The MDC Group developed a unique and game-changing plan to promote and encourage desirable soft skills company wide. They started by brainstorming to find words and phrases describing good and bad traits held by past and current team members.

After narrowing the list to the five more desirable traits or soft skills, they began promoting them on posters throughout the workplace to remind everyone what is required to be a great MDC member. They also use interview questions based on the five desired soft skills when interviewing for new hires. They realized hard skills can often be learned more easily than key soft skills.

The Five Soft Skills They Want in their Team Members:

1. Take Direction – Collaborate, Be Carefrontational, but Move Forward in the Same Direction

2. Bias for Action/Sense of Urgency – Make Decisions and Take Action to Completion

3. Personable – Mean People Suck; Treat People with Respect; Internal/External; Up/Down

4. Transparent Communication – Tell the Whole Story; Share Your Thoughts/Perspective

5. Ownership – Own the Situation and the Outcome; Take Full Responsibility, Good or Bad

Group Projects

Companies teach soft skills by encouraging improved communication, leadership, and team building while working on group projects. Everyone involved improves certain skills by working together on a project and meeting regularly to discuss challenges and successes. Overseeing such projects may also help assess company training needs.

Choose or Design Your Training

There are many external sources for training, from online courses to onsite training companies, but they’re also are ways to teach skills internally. For example, companies can purchase and download teaching activities to use inhouse. Some websites offer instructional activities like modules on listening and constructive feedback, intercultural communication, problem-solving, and conflict resolution. There are also many helpful tips and training ideas on job sites like Indeed.com and various research and university websites. Team activities and games can also help members develop skills. Incorporating them into team meetings and events or taking a morning off to have some fun while learning can be a great way to add to your employee’s skills. Some examples include:

  • The” Yes, and” Game–Choose three or more people to work together in a room. The first person starts a story and passes to the second person, who begins with “Yes, and” and continues the story before passing to a third person. The activity improves listening skills and fast reactions while helping the team members to connect.
  • The “Because” Game–This works the same as the game above but can be more challenging. The game teaches “active listening” because participants need to be entirely engaged in the narrative to come up with a “because.”
  • Tower Building–Establish teams, each with an equal number of people, and give each group a box of assorted items from around the office. There can be books, paper cups, toothpicks, and anything else that might be used to build a tower. Each team uses communication and problem-solving skills to try to make the tallest tower with what they have.
  • Find the Difference–This is a variation on the concentration game—form two lines of people facing each other.
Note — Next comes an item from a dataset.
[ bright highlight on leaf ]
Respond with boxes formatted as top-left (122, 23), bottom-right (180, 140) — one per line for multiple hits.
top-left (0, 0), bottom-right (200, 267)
Tell everyone to look at the opposite line of people carefully and try to remember everything they can. Have everyone leave the room and change things about their appearance, like putting on a sweater or taking off glasses. Bring the two teams together again, and see what people notice. This activity helps build observation skills and helps people learn to work together.

Adding training modules, surveys, and team games tells your team members the company values soft skills. Focusing on soft skills helps companies communicate and work together more harmoniously. A team of people that knows how to collaborate by listening openly to each other’s ideas will surely accomplish more than a team that doesn’t. Organizations that develop and value these skills in their people have happier, more productive staff.